This page was last updated on March 20, 2024.
Simulation is an important tool for carrying out computational and
statistical biology. This page provides basic guidance on how to
simulate data in R
.
R comes with built in tools that allow you to simulate from
well-known probability distributions like the normal, Poisson, binomial,
uniform, chi-squared, and so on (for a complete list see:
help(Distributions)
)
There are 4 functions for working with distributions that have the general form:
dxxx
for the density/mass function (PDF/PMF)pxxx
for the cumulative distribution function
(CDF)qxxx
for the quantile functionrxxx
for random number generationThe rnorm
function is the base function for simulating
random numbers drawn from a normal distribution. For more information on
working with the normal distribution see help(Normal)

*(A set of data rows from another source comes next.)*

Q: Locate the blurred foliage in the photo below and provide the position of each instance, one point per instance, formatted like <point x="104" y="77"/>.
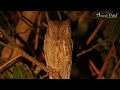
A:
<point x="81" y="30"/>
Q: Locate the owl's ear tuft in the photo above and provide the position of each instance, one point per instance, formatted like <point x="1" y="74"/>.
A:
<point x="67" y="22"/>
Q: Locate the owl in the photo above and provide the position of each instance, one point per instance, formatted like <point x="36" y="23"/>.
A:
<point x="58" y="47"/>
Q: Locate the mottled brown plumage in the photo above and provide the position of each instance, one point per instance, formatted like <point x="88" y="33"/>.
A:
<point x="58" y="47"/>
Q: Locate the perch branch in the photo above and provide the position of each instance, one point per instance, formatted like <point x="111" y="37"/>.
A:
<point x="28" y="57"/>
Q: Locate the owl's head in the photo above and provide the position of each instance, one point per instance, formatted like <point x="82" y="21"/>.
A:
<point x="59" y="29"/>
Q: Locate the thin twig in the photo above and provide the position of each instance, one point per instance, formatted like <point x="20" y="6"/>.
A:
<point x="37" y="32"/>
<point x="94" y="67"/>
<point x="90" y="49"/>
<point x="114" y="70"/>
<point x="107" y="59"/>
<point x="7" y="21"/>
<point x="91" y="69"/>
<point x="95" y="32"/>
<point x="46" y="15"/>
<point x="10" y="61"/>
<point x="27" y="56"/>
<point x="58" y="12"/>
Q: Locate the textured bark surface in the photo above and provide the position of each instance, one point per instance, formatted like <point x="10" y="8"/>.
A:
<point x="58" y="48"/>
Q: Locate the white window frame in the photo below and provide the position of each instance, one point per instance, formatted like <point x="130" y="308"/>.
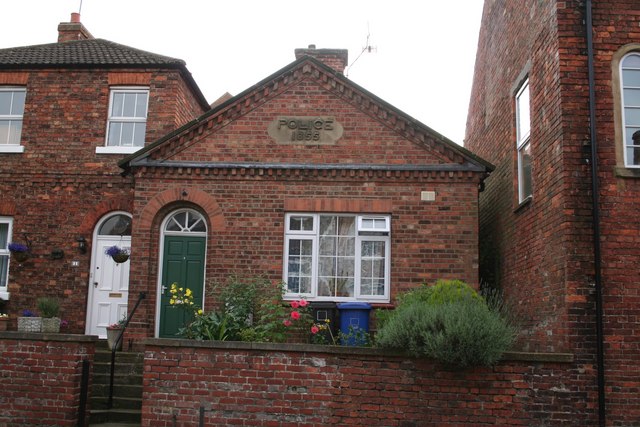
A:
<point x="124" y="149"/>
<point x="629" y="126"/>
<point x="6" y="147"/>
<point x="4" y="252"/>
<point x="523" y="140"/>
<point x="363" y="234"/>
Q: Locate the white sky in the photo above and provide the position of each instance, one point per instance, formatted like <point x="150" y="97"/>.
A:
<point x="422" y="64"/>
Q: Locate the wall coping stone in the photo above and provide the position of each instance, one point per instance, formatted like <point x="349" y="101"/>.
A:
<point x="336" y="349"/>
<point x="37" y="336"/>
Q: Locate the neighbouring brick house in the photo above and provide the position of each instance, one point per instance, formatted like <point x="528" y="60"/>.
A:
<point x="561" y="255"/>
<point x="305" y="177"/>
<point x="69" y="111"/>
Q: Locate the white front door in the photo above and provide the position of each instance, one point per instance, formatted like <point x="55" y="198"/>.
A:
<point x="108" y="286"/>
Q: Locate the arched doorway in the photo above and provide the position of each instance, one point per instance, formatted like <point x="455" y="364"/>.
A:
<point x="183" y="253"/>
<point x="108" y="280"/>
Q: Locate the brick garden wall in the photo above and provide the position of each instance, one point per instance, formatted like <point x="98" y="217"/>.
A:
<point x="40" y="378"/>
<point x="268" y="385"/>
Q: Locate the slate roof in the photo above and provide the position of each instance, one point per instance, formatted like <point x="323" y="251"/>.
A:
<point x="83" y="53"/>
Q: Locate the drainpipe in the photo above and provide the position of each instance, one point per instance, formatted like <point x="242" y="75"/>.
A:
<point x="597" y="258"/>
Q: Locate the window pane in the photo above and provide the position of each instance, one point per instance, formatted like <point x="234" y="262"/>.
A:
<point x="523" y="114"/>
<point x="117" y="225"/>
<point x="633" y="156"/>
<point x="4" y="270"/>
<point x="328" y="245"/>
<point x="327" y="225"/>
<point x="631" y="97"/>
<point x="327" y="267"/>
<point x="117" y="107"/>
<point x="129" y="105"/>
<point x="138" y="136"/>
<point x="631" y="61"/>
<point x="114" y="134"/>
<point x="344" y="288"/>
<point x="15" y="131"/>
<point x="141" y="105"/>
<point x="126" y="137"/>
<point x="5" y="102"/>
<point x="346" y="246"/>
<point x="17" y="109"/>
<point x="301" y="223"/>
<point x="4" y="236"/>
<point x="524" y="164"/>
<point x="631" y="78"/>
<point x="347" y="226"/>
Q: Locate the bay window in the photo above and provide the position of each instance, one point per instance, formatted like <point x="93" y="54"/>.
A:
<point x="337" y="257"/>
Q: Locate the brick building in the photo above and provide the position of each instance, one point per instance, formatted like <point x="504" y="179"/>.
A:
<point x="560" y="240"/>
<point x="305" y="177"/>
<point x="69" y="111"/>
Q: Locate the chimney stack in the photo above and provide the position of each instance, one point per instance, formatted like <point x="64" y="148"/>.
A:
<point x="334" y="58"/>
<point x="74" y="30"/>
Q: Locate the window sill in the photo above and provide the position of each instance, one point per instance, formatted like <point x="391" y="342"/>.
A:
<point x="523" y="204"/>
<point x="624" y="172"/>
<point x="116" y="150"/>
<point x="11" y="148"/>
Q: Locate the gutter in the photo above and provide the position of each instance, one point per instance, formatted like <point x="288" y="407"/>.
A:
<point x="597" y="256"/>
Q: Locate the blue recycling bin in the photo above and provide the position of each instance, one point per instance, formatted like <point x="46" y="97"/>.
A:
<point x="354" y="321"/>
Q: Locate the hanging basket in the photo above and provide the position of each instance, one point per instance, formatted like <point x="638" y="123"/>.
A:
<point x="20" y="256"/>
<point x="120" y="258"/>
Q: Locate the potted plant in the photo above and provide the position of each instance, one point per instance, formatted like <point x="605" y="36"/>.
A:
<point x="113" y="331"/>
<point x="4" y="321"/>
<point x="49" y="309"/>
<point x="118" y="254"/>
<point x="19" y="251"/>
<point x="29" y="322"/>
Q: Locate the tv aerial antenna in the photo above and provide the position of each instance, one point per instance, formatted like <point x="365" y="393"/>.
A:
<point x="367" y="48"/>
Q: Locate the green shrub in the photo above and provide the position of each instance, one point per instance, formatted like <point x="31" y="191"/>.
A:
<point x="448" y="322"/>
<point x="48" y="307"/>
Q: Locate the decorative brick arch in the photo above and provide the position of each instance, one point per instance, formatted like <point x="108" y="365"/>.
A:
<point x="114" y="204"/>
<point x="193" y="195"/>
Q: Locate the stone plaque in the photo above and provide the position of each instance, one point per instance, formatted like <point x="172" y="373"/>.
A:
<point x="305" y="130"/>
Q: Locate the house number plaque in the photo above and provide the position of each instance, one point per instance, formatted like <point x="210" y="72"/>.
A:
<point x="306" y="130"/>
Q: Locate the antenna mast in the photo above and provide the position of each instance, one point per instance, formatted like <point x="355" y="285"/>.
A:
<point x="366" y="48"/>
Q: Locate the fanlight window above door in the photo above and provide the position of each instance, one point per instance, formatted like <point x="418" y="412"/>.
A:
<point x="117" y="225"/>
<point x="186" y="222"/>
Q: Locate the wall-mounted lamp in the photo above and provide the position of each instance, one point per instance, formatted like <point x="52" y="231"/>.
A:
<point x="82" y="245"/>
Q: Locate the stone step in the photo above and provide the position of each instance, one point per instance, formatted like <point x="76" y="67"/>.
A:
<point x="102" y="416"/>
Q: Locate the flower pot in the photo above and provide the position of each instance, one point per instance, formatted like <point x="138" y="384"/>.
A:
<point x="50" y="325"/>
<point x="112" y="336"/>
<point x="20" y="256"/>
<point x="120" y="258"/>
<point x="29" y="324"/>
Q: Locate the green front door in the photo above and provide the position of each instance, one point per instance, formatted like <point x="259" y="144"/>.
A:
<point x="182" y="263"/>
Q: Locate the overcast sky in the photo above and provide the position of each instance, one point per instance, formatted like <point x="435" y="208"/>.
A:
<point x="421" y="62"/>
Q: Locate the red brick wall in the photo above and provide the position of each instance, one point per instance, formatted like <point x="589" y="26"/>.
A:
<point x="59" y="187"/>
<point x="41" y="378"/>
<point x="552" y="277"/>
<point x="430" y="240"/>
<point x="313" y="385"/>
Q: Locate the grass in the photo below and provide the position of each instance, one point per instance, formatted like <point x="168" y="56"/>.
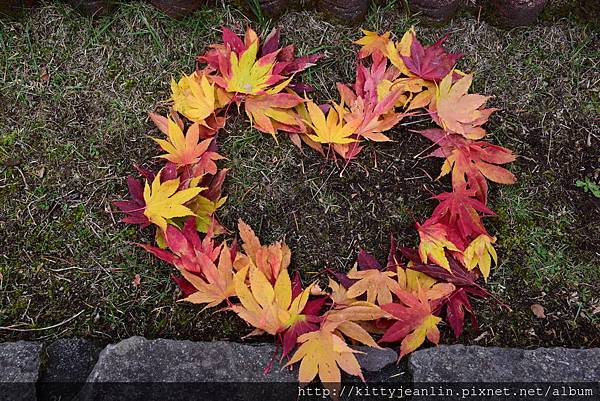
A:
<point x="68" y="142"/>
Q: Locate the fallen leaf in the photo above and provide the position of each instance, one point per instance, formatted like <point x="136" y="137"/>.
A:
<point x="538" y="311"/>
<point x="137" y="280"/>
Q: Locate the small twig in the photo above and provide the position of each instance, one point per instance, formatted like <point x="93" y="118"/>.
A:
<point x="12" y="328"/>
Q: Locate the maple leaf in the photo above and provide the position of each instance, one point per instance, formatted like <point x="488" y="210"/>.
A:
<point x="182" y="150"/>
<point x="265" y="306"/>
<point x="205" y="209"/>
<point x="339" y="293"/>
<point x="134" y="208"/>
<point x="415" y="322"/>
<point x="432" y="63"/>
<point x="372" y="44"/>
<point x="271" y="112"/>
<point x="471" y="162"/>
<point x="457" y="111"/>
<point x="331" y="130"/>
<point x="165" y="201"/>
<point x="457" y="303"/>
<point x="461" y="208"/>
<point x="322" y="352"/>
<point x="216" y="283"/>
<point x="308" y="320"/>
<point x="377" y="284"/>
<point x="194" y="97"/>
<point x="269" y="259"/>
<point x="434" y="242"/>
<point x="480" y="252"/>
<point x="245" y="73"/>
<point x="187" y="250"/>
<point x="373" y="114"/>
<point x="414" y="281"/>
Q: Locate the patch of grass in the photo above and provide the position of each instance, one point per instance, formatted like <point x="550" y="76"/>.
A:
<point x="67" y="143"/>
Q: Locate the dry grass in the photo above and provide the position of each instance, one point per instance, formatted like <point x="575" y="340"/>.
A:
<point x="67" y="143"/>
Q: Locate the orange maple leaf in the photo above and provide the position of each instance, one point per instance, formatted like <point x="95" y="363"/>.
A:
<point x="217" y="283"/>
<point x="434" y="243"/>
<point x="457" y="111"/>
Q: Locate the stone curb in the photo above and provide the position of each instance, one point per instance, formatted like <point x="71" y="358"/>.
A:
<point x="137" y="360"/>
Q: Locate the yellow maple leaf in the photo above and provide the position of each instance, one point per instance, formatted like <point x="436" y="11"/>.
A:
<point x="480" y="252"/>
<point x="193" y="97"/>
<point x="249" y="75"/>
<point x="205" y="209"/>
<point x="218" y="285"/>
<point x="457" y="111"/>
<point x="270" y="112"/>
<point x="182" y="149"/>
<point x="433" y="244"/>
<point x="267" y="307"/>
<point x="269" y="259"/>
<point x="378" y="285"/>
<point x="414" y="281"/>
<point x="165" y="201"/>
<point x="322" y="352"/>
<point x="331" y="130"/>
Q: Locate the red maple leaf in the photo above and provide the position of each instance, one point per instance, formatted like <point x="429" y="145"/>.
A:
<point x="461" y="209"/>
<point x="431" y="63"/>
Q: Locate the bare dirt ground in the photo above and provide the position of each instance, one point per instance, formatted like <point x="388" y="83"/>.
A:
<point x="73" y="102"/>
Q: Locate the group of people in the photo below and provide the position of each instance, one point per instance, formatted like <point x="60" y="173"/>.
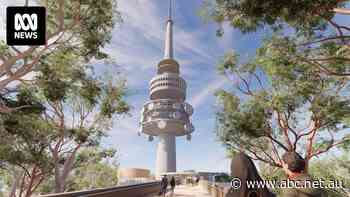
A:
<point x="164" y="185"/>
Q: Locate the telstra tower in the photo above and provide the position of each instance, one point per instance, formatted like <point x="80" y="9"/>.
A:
<point x="167" y="115"/>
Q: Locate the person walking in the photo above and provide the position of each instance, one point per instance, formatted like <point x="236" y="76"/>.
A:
<point x="172" y="185"/>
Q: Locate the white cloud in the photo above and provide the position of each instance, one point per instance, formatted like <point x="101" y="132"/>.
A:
<point x="207" y="91"/>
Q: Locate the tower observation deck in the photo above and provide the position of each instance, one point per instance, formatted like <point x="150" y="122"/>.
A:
<point x="167" y="115"/>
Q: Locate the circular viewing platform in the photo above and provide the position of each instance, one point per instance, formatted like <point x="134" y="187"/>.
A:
<point x="166" y="116"/>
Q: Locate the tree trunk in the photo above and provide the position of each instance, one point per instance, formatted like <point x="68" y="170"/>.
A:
<point x="17" y="178"/>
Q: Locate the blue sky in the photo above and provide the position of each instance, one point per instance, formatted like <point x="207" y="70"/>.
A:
<point x="137" y="47"/>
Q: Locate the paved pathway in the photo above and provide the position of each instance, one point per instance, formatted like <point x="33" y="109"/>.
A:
<point x="188" y="191"/>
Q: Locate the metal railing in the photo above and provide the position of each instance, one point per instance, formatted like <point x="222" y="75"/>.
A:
<point x="136" y="190"/>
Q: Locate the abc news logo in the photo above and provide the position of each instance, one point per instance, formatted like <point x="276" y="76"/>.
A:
<point x="26" y="26"/>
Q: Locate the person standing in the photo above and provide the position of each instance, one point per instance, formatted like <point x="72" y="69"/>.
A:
<point x="294" y="166"/>
<point x="172" y="185"/>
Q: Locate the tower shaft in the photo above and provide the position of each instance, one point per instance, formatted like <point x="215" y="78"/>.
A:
<point x="167" y="115"/>
<point x="166" y="154"/>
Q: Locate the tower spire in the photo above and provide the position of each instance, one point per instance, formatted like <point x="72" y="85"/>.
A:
<point x="168" y="49"/>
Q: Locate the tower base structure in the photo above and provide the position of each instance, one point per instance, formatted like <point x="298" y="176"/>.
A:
<point x="166" y="154"/>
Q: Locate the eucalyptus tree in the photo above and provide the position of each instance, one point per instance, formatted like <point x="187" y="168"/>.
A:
<point x="292" y="96"/>
<point x="84" y="26"/>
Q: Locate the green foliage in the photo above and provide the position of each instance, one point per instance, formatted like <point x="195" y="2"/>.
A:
<point x="277" y="98"/>
<point x="249" y="15"/>
<point x="24" y="134"/>
<point x="94" y="168"/>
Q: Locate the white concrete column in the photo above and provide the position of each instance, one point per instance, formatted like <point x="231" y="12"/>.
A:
<point x="166" y="154"/>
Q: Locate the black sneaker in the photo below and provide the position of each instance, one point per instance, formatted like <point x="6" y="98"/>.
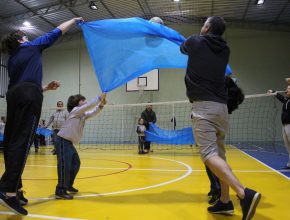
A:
<point x="209" y="193"/>
<point x="222" y="208"/>
<point x="63" y="195"/>
<point x="20" y="196"/>
<point x="72" y="190"/>
<point x="213" y="200"/>
<point x="12" y="203"/>
<point x="249" y="203"/>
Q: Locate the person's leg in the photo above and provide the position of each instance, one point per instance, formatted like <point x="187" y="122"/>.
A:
<point x="36" y="142"/>
<point x="23" y="111"/>
<point x="286" y="138"/>
<point x="75" y="167"/>
<point x="63" y="168"/>
<point x="215" y="187"/>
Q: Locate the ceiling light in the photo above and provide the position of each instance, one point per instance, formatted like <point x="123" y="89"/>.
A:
<point x="260" y="2"/>
<point x="26" y="24"/>
<point x="93" y="6"/>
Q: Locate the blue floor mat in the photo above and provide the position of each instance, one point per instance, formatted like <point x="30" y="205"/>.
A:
<point x="274" y="160"/>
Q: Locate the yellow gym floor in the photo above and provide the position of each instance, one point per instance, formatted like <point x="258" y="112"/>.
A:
<point x="165" y="184"/>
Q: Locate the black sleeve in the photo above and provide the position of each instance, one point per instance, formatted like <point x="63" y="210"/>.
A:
<point x="154" y="118"/>
<point x="280" y="97"/>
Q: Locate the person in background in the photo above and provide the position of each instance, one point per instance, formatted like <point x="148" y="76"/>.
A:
<point x="148" y="116"/>
<point x="24" y="101"/>
<point x="57" y="119"/>
<point x="141" y="135"/>
<point x="285" y="118"/>
<point x="2" y="128"/>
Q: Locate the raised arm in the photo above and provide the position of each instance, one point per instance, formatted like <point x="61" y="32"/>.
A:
<point x="64" y="27"/>
<point x="94" y="112"/>
<point x="280" y="97"/>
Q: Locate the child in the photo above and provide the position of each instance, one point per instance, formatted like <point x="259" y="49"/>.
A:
<point x="68" y="161"/>
<point x="141" y="135"/>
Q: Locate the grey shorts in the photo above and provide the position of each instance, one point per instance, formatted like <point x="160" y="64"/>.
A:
<point x="210" y="125"/>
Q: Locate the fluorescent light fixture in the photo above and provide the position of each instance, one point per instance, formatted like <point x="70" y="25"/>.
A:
<point x="26" y="24"/>
<point x="93" y="5"/>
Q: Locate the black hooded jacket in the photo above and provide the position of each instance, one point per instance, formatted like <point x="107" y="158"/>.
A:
<point x="208" y="56"/>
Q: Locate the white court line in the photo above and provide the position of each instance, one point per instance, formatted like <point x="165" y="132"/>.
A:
<point x="262" y="163"/>
<point x="188" y="172"/>
<point x="41" y="216"/>
<point x="155" y="169"/>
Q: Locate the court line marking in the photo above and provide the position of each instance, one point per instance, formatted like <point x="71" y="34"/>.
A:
<point x="41" y="216"/>
<point x="189" y="171"/>
<point x="274" y="170"/>
<point x="156" y="169"/>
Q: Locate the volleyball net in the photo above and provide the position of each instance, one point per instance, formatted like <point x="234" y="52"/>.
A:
<point x="255" y="125"/>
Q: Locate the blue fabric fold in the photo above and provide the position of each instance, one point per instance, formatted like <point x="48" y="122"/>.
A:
<point x="44" y="131"/>
<point x="161" y="136"/>
<point x="124" y="49"/>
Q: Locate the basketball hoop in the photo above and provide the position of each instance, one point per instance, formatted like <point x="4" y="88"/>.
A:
<point x="141" y="88"/>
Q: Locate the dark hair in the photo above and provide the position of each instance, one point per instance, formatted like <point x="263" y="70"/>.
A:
<point x="235" y="95"/>
<point x="140" y="120"/>
<point x="59" y="102"/>
<point x="10" y="42"/>
<point x="217" y="25"/>
<point x="73" y="101"/>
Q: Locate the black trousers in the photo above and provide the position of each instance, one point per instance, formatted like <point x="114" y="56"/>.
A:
<point x="68" y="164"/>
<point x="147" y="145"/>
<point x="24" y="103"/>
<point x="215" y="186"/>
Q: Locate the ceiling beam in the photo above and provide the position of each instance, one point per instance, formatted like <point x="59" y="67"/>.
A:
<point x="35" y="13"/>
<point x="246" y="10"/>
<point x="69" y="7"/>
<point x="281" y="12"/>
<point x="43" y="11"/>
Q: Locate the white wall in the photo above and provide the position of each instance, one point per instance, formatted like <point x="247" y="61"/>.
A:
<point x="260" y="60"/>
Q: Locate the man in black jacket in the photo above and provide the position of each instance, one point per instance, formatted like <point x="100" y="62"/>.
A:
<point x="285" y="118"/>
<point x="149" y="116"/>
<point x="208" y="55"/>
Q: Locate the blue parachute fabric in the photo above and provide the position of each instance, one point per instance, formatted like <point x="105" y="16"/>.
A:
<point x="124" y="49"/>
<point x="161" y="136"/>
<point x="44" y="131"/>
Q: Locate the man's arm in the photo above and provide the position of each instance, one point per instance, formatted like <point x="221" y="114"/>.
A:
<point x="64" y="27"/>
<point x="51" y="86"/>
<point x="49" y="38"/>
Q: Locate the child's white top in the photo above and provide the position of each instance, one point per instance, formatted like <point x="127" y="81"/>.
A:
<point x="72" y="129"/>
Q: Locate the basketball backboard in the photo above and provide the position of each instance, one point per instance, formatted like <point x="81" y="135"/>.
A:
<point x="147" y="82"/>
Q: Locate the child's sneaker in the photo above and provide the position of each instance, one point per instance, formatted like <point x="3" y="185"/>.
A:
<point x="62" y="194"/>
<point x="22" y="200"/>
<point x="72" y="190"/>
<point x="249" y="203"/>
<point x="222" y="208"/>
<point x="12" y="203"/>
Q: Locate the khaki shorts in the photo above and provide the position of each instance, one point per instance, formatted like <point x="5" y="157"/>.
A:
<point x="210" y="125"/>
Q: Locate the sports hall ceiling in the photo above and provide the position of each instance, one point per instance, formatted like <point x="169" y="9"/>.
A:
<point x="43" y="15"/>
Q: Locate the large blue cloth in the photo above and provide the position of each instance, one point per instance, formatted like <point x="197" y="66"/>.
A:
<point x="124" y="49"/>
<point x="161" y="136"/>
<point x="44" y="131"/>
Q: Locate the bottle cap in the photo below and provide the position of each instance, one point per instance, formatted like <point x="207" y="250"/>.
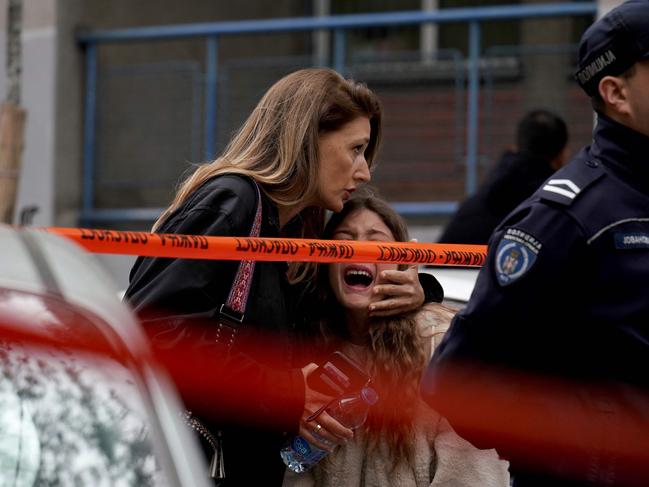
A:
<point x="369" y="396"/>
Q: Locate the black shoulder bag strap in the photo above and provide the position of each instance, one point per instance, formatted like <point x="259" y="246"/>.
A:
<point x="232" y="312"/>
<point x="231" y="316"/>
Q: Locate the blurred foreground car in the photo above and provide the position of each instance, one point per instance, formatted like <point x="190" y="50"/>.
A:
<point x="457" y="282"/>
<point x="79" y="403"/>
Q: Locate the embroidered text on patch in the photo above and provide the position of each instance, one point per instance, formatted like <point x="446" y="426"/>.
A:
<point x="516" y="254"/>
<point x="625" y="240"/>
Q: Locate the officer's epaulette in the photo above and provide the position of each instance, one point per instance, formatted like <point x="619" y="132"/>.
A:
<point x="568" y="183"/>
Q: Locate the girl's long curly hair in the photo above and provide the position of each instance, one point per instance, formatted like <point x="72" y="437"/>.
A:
<point x="398" y="352"/>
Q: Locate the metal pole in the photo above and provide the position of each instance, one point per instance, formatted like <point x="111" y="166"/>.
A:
<point x="89" y="126"/>
<point x="473" y="110"/>
<point x="12" y="116"/>
<point x="211" y="97"/>
<point x="340" y="45"/>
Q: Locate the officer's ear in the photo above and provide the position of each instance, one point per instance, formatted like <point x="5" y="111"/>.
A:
<point x="614" y="93"/>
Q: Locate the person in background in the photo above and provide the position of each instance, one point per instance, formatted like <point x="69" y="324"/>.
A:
<point x="552" y="350"/>
<point x="541" y="139"/>
<point x="307" y="146"/>
<point x="404" y="442"/>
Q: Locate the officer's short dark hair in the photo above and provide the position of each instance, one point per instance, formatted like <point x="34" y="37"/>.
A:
<point x="542" y="133"/>
<point x="597" y="102"/>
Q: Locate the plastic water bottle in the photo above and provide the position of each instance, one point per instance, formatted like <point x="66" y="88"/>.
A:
<point x="349" y="410"/>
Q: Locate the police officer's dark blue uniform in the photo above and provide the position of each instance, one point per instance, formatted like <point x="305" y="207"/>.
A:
<point x="565" y="289"/>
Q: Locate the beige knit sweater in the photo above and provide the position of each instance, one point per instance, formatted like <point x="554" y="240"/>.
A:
<point x="442" y="458"/>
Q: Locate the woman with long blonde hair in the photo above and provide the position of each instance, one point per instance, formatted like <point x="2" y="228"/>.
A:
<point x="403" y="443"/>
<point x="306" y="147"/>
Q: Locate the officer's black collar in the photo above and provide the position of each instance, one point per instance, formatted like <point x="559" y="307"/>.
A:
<point x="622" y="149"/>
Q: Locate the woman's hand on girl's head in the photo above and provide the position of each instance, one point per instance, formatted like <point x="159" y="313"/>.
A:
<point x="323" y="425"/>
<point x="401" y="291"/>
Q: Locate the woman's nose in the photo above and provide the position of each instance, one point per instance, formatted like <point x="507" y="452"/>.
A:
<point x="362" y="174"/>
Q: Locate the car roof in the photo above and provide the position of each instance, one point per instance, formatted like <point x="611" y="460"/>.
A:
<point x="457" y="282"/>
<point x="46" y="264"/>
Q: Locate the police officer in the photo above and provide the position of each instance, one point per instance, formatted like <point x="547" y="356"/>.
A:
<point x="553" y="347"/>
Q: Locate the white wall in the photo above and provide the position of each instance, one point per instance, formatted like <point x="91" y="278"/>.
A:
<point x="37" y="98"/>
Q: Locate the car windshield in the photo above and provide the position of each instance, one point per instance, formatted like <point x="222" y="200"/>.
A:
<point x="68" y="417"/>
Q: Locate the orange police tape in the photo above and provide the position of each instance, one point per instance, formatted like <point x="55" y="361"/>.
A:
<point x="272" y="249"/>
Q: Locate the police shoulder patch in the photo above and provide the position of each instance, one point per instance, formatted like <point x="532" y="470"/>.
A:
<point x="515" y="255"/>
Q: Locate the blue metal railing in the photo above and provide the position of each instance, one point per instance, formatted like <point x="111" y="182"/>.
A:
<point x="338" y="24"/>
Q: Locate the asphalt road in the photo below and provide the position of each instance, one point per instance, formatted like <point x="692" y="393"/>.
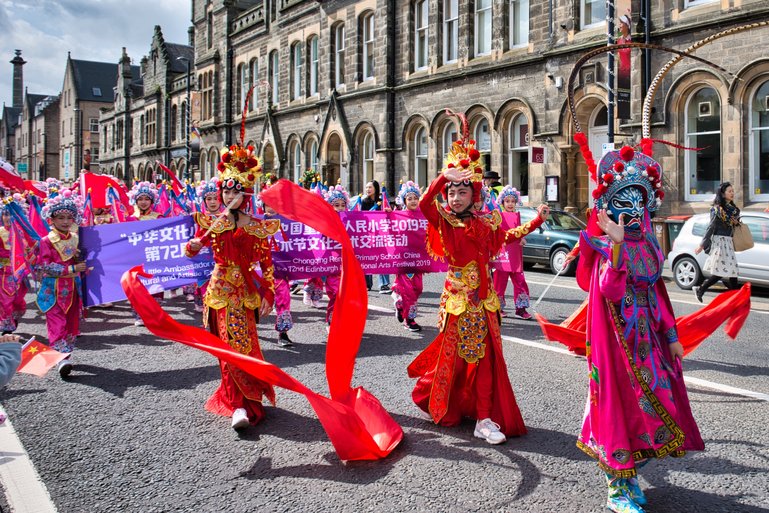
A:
<point x="128" y="431"/>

rnorm(n = 5, # number of observations
mean = 0, # vector of means
sd = 1) # vector of standard deviations
## [1] 0.9930842 0.6740632 0.9034885 1.7130176 1.0075470
Because rnorm
is expecting a vector for each entry, this
function is very flexible. For example we can sample 5 values from
normal distributions with different means and different standard
deviations without having to re-write the function 5 times.
rnorm(n = 5, # number of observations
mean = c(1,2,3,4,5), # vector of means
sd = 1:5) # vector of standard deviations
## [1] 1.720988 4.099509 -1.546716 5.468813 -1.002096
The rpois
function is the base function for simulating
random numbers drawn from a Poisson distribution. For more information
on working with the Poisson distribution see
help(Poisson)
Note: Will only return whole numbers
rpois(n = 5, # number of observations
lambda = 1) # vector of (non-negative) rate parameters
## [1] 0 1 0 1 1
Because rpois
is expecting a vector for each entry, this
function is very flexible. For example we can sample 5 values from
Poisson distributions with different rate parameters \(\lambda\), without having to re-write the
function 5 times.
rpois(n = 5, # number of observations
lambda = c(1,2,3,4,5)) # vector of (non-negative) rate parameters
## [1] 2 2 4 3 6
The rbinom
function is the base function for simulating
random numbers drawn from a binomial distribution. For more information
on working with the binomial distribution see
help(Binomial)
rbinom(n = 5, # number of observations
size = 1, # number of trials (zero or more)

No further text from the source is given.